- Гриш, не надо… - отчаянно зашептала, робея, краснея; забилась под ним, словно испуганная, раненная птица.
Только подразни зверя - вмиг стянул с меня полностью белье и скользнул ладонями между бедер, напористо разводя их в стороны. Слабовольно поддаюсь натиску – нетерпеливо впивается наглым, властным поцелуем в отвоеванные места, а затем уверенно, чувственно, скользя языком, стал пробираться все выше и выше, все дальше и дальше, пока и вовсе не достиг цели. Отчаянный, сумасбродный, пронзительный крик мой раздался на всю квартиру, оповещая о полной капитуляции завоеванной, порабощенной жертвы, отдающейся ему сполна.
------------------
Глава 17. Дела
------------------
***
Проснулись от того, что в дверь кто-то постучал, заколотил нещадно.
Мигом подорвались, расселись мы на месте. Хмурится, кривится недовольно мой Еремов, с трудом приходя в себя после бурных суток. Замотал головой, прогоняя дурман.
Резвое движение - вскочил с кровати. Дерганые, топорные, раздраженные попытки отыскать одежду, пистолет. Беглый взгляд на меня:
- Что бы там не было - не выходи. Если что - через балкон на крышу и в соседний подъезд.
Обомлела я, ошарашено выпучив глаза. И звука нет сил выдавить...
На ходу надел на себя брюки.
В коридор. К двери.
Щелчки: предохранителя, замка...
- Борян, ты че, б***ь, е**нулся? Х** творишь?!
- Дело срочное.
- А телефон?
- Какой, б***ь?! Тот, что разъе**шили? - рявкнул.
- Проходи...
Стукнула дверь (судя по всему, кухни). Звук притих...
Мат. Жесткий, отборный... едва ли прерывающийся на человеческую, "обыденную" речь...
Каждый гатил, не стыдясь и не сдерживаясь. В какой-то момент раздался грохот... и отчетливый крик Еремова - опять безумствует.
Пытаюсь не слушать. Пытаюсь пропускать всё мимо, дабы если что - в качестве свидетеля и слова из меня нельзя было выудить.

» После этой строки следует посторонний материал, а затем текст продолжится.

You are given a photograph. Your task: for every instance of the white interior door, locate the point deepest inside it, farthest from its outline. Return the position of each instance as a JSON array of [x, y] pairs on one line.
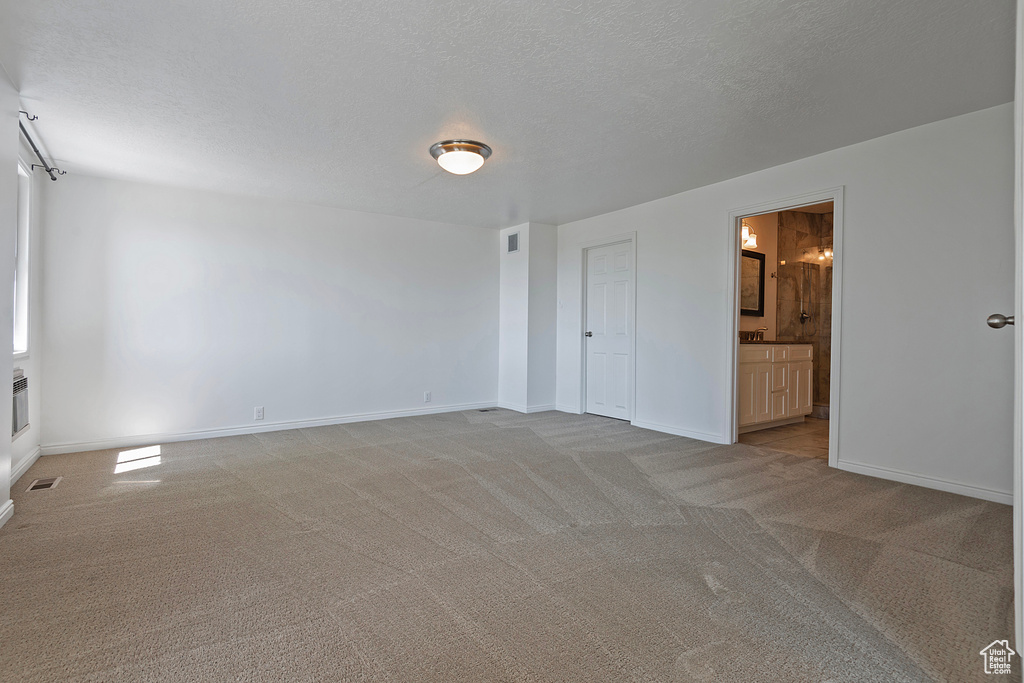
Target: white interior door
[[608, 330]]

Закрыть уши руками... и ждать. Нервически покачиваться вперед-назад, отсчитывая секунды. Слезы, жалкие, гадкие, трусливые, скатывались по щекам... признавая мою слабость, немощность... и бесполезность...
И снова грохот... и снова мат, казалось, просто заживо вынимая из меня душу, стегая плетью холода по коже - погоняя по жилам страх, животный, дикий, отчаянный... куда неистовее, нежели даже когда мысли заходят о Евсееве.
Жизнь, свобода, безопасность, покой Еремова сейчас были куда важнее для меня, чем что-либо еще в этой жизни. Гриша вдохнул в меня жизнь, стал моей опорой, и без него я теперь - полный ноль: рассыплюсь, растаю, исчезну...
Еще минуты, еще безумие - и вдруг хлопнула дверь, щелчки замка. Резко всё стихло. До жути, до дрожи, до ужаса...
Мигом срываюсь с места - в коридор. Испугала Еремова - вздрогнул, обернувшись.
Молчит, взгляд отрешенный, лихорадочно пляшущий по сторонам.
- Что случилось? - тихо, неуверенно, дрожащим голосом, шепчу я.
Звонко вздохнул.
Глаза в глаза. Скривился:
- Ничего...
Прожевал эмоции, матерные слова.
Еще миг замешательства и, нервически сглотнув слюну, подался к гардеробу. Постучал по карманам совей куртки, нырнул в один из них: тотчас достал пачку сигарет, зажигалку.
И вновь шумный вздох, шаги в спальню.
Несмело провожу взглядом.
Грубые, аляповатые движения - застыл на балконе, в холоде, плотно закрыв за собой стеклянно-белое полотно.
Не решаюсь пойти следом.
Лишь к кровати шаги.
Присесть на край. Стереть с лица остатки слабости, привести себя в приличный вид - и, делая глубокие, жестким надрывом, вдохи, вытеснить из себя мерзкое малодушие.
Хватит трусости! ...ХВАТИТ!
Еще минуты - и наконец-то грохот, стук - отрылась дверь.
Движение ко мне ближе. Присел рядом. Взор пред собой. Безмолвствует.
И что теперь?
Робко поворачиваюсь к нему. Коротко, украдкой целую в плечо.